When a user does not have the 'all CiviCRM permissions and ACLs', making a contact field in-line editable that isn't on the primary entity causes a crash (and no search results returned).
Steps to Replicate
- Create a new user without 'all CiviCRM permissions and ACLs' permission, but otherwise an administrator. This may not be necessary on non-Drupal systems - but user 1 having all permissions blocks replication.

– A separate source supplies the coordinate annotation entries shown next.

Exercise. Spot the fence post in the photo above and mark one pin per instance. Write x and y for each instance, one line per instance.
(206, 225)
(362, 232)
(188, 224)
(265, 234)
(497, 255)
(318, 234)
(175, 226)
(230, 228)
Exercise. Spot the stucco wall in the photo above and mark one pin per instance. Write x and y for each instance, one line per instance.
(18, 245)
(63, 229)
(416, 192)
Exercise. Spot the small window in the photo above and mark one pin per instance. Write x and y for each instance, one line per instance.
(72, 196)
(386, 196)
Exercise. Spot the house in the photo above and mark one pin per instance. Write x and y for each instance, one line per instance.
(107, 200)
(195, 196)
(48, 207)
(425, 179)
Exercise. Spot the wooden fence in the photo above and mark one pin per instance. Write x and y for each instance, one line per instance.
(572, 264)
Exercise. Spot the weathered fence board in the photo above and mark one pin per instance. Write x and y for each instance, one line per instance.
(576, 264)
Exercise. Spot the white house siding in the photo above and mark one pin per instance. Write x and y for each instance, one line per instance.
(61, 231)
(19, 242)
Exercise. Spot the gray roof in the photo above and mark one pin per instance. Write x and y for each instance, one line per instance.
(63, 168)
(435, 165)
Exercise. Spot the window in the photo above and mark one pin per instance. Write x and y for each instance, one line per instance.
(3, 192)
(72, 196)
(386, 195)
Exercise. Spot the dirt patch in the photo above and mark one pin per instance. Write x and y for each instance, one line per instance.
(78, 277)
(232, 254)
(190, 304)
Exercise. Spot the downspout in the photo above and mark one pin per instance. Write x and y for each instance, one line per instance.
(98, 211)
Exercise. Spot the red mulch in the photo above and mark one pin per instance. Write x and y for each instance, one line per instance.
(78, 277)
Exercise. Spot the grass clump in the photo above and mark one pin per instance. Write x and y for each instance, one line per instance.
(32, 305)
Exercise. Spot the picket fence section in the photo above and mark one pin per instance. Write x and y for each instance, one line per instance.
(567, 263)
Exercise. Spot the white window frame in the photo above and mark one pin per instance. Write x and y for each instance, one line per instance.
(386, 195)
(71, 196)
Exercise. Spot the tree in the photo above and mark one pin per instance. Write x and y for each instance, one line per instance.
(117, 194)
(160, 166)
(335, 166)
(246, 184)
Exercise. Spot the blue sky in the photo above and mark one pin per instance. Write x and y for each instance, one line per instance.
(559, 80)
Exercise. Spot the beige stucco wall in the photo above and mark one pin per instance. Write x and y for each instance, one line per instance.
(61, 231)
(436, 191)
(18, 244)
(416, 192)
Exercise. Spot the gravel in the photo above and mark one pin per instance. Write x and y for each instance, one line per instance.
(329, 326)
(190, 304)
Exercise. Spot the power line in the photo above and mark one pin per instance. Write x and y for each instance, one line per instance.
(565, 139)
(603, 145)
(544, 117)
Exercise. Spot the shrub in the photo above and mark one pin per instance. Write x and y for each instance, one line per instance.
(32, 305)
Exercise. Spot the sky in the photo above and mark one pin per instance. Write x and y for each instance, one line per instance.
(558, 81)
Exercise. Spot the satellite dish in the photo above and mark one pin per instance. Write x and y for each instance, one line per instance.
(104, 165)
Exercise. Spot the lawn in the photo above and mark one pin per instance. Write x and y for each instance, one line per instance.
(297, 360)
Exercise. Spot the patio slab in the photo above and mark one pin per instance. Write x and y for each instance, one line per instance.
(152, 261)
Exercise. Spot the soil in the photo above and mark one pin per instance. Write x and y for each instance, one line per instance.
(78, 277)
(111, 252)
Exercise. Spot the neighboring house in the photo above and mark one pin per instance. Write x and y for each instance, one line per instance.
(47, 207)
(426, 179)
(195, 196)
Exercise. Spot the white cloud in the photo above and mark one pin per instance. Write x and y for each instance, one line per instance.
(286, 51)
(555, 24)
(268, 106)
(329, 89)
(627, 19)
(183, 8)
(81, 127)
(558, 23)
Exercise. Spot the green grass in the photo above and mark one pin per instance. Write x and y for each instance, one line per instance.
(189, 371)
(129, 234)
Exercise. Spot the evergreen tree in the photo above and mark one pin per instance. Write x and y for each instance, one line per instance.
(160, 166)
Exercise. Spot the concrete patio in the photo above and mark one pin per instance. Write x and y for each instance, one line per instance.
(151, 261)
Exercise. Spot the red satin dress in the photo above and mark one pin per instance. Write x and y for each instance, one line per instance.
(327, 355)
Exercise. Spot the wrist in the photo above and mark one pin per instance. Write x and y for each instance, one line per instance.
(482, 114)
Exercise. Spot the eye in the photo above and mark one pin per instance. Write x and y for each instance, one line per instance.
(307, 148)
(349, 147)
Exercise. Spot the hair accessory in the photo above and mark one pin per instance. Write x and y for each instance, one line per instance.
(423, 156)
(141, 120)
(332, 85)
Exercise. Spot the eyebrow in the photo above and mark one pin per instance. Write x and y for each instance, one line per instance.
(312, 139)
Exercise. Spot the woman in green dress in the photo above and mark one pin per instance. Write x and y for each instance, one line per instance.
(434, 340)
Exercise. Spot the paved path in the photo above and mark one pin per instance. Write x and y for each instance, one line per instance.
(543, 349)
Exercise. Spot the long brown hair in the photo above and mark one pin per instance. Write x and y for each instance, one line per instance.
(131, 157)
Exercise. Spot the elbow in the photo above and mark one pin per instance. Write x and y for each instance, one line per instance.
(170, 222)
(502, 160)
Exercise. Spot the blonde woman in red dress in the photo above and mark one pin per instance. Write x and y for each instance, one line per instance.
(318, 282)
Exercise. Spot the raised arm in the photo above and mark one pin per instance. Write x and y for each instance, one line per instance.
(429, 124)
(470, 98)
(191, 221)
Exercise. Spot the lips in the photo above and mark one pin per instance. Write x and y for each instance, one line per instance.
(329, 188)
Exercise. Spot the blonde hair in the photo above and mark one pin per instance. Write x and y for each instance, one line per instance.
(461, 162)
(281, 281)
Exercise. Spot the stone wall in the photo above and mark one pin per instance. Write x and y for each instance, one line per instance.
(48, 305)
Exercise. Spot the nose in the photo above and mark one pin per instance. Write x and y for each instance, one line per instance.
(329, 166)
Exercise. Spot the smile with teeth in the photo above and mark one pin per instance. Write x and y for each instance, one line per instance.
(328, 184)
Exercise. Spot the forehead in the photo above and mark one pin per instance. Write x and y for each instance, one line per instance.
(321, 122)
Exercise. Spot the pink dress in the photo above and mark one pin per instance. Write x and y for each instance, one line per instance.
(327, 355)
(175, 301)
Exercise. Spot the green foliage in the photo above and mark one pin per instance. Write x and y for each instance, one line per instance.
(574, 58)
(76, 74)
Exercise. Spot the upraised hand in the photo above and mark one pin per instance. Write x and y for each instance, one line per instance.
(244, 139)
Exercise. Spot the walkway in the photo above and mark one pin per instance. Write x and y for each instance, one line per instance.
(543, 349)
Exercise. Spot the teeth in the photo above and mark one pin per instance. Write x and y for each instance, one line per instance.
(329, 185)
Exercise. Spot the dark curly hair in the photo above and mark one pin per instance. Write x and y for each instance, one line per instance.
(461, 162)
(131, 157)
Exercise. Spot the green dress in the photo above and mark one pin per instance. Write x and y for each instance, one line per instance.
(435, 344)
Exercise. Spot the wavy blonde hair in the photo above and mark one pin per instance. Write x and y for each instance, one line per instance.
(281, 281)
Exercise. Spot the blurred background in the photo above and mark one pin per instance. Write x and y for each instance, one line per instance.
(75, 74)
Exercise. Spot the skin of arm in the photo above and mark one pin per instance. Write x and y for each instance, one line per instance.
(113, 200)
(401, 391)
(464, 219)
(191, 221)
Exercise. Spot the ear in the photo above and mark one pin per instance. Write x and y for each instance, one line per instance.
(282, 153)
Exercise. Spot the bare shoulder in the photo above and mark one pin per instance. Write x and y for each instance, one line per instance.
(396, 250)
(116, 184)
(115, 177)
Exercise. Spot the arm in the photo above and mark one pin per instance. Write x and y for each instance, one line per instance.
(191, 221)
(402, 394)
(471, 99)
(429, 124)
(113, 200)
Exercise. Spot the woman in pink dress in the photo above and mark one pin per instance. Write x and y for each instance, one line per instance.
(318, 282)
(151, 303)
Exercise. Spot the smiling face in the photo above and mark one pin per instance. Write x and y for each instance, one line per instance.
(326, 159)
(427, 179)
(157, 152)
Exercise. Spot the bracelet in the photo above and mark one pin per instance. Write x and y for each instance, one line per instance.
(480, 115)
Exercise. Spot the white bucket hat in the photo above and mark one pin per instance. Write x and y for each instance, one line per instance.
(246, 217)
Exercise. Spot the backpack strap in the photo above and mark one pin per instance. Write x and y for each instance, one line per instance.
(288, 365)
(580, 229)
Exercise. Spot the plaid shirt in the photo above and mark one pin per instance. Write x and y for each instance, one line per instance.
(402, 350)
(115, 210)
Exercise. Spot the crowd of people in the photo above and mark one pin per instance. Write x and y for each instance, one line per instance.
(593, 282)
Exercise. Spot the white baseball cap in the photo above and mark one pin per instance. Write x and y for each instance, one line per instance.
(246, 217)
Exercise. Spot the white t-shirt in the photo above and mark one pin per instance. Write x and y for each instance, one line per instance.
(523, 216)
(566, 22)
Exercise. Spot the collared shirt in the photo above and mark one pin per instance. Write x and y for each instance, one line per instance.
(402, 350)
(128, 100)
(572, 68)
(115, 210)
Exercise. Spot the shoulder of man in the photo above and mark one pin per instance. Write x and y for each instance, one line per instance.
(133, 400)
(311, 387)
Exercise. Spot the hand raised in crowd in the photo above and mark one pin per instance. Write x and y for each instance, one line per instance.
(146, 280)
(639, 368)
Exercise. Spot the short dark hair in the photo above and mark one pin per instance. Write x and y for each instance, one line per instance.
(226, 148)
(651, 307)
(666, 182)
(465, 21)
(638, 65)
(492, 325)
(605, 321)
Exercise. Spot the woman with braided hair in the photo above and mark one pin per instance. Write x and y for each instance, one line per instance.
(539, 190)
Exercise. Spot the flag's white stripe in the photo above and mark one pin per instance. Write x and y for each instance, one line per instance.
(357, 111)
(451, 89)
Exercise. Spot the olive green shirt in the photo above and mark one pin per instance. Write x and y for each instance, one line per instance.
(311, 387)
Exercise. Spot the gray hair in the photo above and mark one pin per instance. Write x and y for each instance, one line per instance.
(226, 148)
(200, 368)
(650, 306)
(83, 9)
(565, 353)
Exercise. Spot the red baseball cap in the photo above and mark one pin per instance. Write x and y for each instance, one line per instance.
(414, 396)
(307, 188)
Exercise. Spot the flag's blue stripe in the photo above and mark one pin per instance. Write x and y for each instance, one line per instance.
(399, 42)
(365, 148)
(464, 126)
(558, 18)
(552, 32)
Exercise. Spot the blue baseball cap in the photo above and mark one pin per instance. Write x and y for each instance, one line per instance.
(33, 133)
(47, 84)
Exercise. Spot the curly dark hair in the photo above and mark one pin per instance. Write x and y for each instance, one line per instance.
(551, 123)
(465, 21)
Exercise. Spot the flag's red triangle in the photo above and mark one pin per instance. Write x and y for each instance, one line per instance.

- Create the SearchKit query in the screenshot below (I've exported it for easier use).
- Create a table display, make the "Gender" field in-line editable.
- Press "Preview"
Expected Result You see search results.
Actual Result
500 error - getFieldValue failed
.
The issue is in CRM_Contact_BAO_Contact::_checkAccess()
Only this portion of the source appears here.